Le statut d’élite, les classements et la recherche demeurent toutefois des points essentiels, « parce que les professeurs aiment ça, explique M. Steele. Ils pensent qu’on parle d’eux. »

« Les comités de marketing des campus ne connaissent rien au marketing, souligne M. Geddie. Ils préfèrent nettement parler de prix d’enseignement, de doctorats, des qualifications de leur personnel enseignant et de l’excellence de leurs programmes. C’est généralement ainsi que les milieux universitaires veulent promouvoir leur secteur. » M. Geddie attribue la tendance à diffuser des messages davantage axés sur les clients au recours croissant à des professionnels du marketing et à des techniques publicitaires établies. « Cette tendance commence à infiltrer les universités », dit-il.

« Mais les messages ne peuvent pas être trop directs, ajoute M. Steele. Les universités qui parlent d’emplois pourraient se positionner comme des collèges et elles ne veulent pas prendre ce risque. Nous savons tous pourquoi les étudiants s’inscrivent mais nous ne voulons pas invoquer le marché du travail. C’est une entente implicite. »

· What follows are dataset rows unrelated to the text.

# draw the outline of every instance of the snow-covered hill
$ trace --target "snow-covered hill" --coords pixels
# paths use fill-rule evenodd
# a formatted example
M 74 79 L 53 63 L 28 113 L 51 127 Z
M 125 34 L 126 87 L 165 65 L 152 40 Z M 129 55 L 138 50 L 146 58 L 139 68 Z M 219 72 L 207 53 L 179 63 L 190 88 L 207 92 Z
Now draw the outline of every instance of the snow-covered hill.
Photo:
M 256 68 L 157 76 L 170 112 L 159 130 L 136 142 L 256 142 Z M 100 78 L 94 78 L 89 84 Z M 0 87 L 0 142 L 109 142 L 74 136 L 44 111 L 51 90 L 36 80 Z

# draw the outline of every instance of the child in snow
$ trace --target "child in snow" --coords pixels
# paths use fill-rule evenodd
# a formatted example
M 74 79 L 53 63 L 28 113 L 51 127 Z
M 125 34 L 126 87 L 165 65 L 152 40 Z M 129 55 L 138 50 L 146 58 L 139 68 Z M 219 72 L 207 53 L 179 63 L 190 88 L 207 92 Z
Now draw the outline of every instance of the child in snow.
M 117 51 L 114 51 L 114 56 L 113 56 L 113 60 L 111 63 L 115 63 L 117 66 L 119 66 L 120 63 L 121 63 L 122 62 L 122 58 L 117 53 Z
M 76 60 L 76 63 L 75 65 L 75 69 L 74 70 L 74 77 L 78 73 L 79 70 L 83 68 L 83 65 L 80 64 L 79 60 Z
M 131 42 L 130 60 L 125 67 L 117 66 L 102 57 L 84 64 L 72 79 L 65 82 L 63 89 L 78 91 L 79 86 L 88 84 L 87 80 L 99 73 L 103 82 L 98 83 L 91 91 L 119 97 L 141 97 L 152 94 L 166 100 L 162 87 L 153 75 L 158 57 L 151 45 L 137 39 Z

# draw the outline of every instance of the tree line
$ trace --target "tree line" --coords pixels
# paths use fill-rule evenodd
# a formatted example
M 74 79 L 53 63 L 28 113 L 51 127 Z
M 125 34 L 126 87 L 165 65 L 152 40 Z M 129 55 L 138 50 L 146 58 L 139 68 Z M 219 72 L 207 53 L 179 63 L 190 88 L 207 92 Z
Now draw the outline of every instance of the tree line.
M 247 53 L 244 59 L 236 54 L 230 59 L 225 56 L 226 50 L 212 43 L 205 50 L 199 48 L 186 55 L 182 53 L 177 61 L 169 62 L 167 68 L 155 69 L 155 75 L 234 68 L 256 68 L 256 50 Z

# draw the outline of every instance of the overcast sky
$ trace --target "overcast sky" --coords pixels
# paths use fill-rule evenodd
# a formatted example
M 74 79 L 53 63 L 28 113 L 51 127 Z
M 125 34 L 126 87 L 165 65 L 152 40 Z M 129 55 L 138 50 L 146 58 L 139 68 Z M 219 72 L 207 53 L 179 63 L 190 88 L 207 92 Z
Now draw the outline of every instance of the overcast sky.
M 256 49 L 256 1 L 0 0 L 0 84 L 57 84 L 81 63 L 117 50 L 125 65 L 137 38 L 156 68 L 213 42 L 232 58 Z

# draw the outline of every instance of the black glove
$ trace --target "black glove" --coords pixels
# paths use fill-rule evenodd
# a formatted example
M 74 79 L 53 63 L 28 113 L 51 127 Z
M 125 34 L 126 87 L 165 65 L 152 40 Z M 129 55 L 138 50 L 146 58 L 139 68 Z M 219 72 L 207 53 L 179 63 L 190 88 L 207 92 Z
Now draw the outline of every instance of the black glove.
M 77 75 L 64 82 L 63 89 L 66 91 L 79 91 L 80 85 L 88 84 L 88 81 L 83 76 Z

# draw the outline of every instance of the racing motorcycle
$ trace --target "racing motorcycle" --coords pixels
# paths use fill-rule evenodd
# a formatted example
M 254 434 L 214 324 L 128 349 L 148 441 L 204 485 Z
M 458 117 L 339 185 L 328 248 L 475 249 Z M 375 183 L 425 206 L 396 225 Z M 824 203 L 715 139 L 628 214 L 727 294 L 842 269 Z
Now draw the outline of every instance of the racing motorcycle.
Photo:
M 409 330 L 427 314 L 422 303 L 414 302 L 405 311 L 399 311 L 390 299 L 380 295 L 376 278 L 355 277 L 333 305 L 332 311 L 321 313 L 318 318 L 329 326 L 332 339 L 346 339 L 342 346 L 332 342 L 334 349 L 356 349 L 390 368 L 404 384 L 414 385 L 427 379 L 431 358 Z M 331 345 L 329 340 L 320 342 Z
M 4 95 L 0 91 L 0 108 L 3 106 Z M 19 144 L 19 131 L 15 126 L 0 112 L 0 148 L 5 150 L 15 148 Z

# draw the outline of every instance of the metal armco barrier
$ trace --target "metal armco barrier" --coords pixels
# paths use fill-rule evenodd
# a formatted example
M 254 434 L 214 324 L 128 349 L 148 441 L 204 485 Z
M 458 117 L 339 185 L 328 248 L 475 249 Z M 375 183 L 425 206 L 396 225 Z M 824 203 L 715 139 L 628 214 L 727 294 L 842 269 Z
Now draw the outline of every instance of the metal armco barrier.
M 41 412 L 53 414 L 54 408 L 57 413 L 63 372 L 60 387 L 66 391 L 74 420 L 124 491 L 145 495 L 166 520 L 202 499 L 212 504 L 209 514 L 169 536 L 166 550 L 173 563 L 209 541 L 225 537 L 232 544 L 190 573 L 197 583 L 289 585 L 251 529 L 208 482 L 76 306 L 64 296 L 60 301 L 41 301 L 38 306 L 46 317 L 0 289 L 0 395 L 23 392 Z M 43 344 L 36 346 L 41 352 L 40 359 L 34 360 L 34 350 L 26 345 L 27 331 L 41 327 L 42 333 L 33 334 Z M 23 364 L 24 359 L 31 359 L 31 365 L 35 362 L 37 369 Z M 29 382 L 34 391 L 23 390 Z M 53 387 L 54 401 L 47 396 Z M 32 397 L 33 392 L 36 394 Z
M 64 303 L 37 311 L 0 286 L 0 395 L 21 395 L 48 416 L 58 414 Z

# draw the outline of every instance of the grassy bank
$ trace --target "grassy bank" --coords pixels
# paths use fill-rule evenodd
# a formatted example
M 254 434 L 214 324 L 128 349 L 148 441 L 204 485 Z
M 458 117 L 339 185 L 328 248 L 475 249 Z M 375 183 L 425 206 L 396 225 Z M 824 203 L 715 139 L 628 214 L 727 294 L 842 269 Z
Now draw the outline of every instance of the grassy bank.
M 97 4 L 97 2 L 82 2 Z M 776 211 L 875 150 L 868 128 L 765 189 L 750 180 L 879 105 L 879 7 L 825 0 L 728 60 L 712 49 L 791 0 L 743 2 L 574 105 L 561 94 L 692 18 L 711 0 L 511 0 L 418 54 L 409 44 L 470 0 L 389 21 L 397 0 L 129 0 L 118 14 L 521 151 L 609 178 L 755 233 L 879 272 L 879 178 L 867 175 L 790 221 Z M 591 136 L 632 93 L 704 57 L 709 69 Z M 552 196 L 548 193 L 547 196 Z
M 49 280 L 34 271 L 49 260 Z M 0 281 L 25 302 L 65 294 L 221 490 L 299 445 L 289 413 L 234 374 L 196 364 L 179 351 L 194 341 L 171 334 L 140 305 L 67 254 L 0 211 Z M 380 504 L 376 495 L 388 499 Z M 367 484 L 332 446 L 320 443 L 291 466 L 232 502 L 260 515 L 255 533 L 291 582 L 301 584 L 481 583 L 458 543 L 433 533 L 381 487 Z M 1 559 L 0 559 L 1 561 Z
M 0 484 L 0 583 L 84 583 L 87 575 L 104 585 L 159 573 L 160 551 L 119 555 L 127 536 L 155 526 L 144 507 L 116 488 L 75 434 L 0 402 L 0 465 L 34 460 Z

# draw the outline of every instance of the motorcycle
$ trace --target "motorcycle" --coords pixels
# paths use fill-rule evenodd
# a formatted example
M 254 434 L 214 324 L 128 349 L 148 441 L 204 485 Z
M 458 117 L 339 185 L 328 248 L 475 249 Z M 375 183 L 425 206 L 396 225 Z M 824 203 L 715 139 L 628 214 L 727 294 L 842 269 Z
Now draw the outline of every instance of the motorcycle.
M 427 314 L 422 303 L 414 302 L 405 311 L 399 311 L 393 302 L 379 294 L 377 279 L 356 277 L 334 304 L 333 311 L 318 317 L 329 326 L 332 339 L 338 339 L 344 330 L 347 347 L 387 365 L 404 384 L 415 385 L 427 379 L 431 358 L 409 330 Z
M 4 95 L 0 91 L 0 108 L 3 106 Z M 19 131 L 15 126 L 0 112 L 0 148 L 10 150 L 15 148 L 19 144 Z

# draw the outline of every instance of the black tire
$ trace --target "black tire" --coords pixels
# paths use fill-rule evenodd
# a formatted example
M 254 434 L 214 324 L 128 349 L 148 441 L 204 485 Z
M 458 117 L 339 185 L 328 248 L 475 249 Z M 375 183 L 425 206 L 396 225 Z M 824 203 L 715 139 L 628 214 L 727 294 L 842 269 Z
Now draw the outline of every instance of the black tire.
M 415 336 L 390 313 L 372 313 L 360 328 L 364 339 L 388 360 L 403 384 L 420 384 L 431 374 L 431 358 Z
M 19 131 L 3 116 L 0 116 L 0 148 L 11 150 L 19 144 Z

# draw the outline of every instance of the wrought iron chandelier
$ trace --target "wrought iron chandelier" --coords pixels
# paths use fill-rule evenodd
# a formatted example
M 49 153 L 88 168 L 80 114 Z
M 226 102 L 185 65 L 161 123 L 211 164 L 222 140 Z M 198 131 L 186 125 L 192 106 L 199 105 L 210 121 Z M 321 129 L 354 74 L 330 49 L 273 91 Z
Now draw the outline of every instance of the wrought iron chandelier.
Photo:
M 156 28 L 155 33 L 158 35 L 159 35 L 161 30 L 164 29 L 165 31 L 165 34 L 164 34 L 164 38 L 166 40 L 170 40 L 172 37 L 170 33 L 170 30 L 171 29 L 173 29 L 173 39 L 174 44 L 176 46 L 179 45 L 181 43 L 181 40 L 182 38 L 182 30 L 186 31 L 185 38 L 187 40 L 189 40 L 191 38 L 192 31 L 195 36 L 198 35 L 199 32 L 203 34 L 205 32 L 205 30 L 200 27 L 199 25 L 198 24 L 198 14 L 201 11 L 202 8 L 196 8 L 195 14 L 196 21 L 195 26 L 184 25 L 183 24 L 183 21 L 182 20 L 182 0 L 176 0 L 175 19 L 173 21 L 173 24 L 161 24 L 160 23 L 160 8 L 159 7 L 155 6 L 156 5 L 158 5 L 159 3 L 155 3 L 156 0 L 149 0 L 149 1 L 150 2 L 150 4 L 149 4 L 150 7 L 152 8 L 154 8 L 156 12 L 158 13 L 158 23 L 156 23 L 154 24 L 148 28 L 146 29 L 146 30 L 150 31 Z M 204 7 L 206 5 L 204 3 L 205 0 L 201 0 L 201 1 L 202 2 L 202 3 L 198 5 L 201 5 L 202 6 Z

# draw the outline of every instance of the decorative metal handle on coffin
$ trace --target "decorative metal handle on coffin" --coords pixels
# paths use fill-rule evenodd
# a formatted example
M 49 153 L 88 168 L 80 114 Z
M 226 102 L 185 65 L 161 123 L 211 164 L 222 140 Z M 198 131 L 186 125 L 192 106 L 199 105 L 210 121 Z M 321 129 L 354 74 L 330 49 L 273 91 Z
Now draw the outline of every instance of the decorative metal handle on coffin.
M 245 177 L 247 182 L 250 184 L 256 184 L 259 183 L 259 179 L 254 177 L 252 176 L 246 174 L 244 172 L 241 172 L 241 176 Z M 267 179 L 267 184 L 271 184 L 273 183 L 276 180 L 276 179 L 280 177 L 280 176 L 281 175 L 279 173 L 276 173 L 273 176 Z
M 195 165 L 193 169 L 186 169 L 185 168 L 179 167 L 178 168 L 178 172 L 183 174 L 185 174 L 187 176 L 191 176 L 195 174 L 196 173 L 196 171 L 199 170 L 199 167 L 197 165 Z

Ce qu’il ne faut pas laisser passer sous silence (et le COQES fait sa part pour souligner l’importance des résultats d’apprentissage), c’est la question de savoir si les étudiants de niveau postsecondaire de l’Ontario acquièrent réellement les connaissances et compétences dont ils ont besoin dans leur vie personnelle et professionnelle. Comme le président du COQES, Harvey Weingarten, l’a écrit dans le Globe and Mail, « Bien que la gamme des connaissances et aptitudes que les élèves doivent acquérir durant leurs études postsecondaires fasse l’objet d’un fort consensus, notre ferme volonté en matière d’évaluation ne suffit pas. Nous devons rehausser notre capacité à mesurer si ces aptitudes et connaissances sont réellement enseignées et assimilées dans les collèges et universités de l’Ontario, non pas à des fins de classement mais plutôt en tant que processus d’amélioration. »

C’est là un excellent argument mais il ne se prête guère à une affiche de métro.

Susan Bloch-Nevitte est directrice générale des communications au COQES.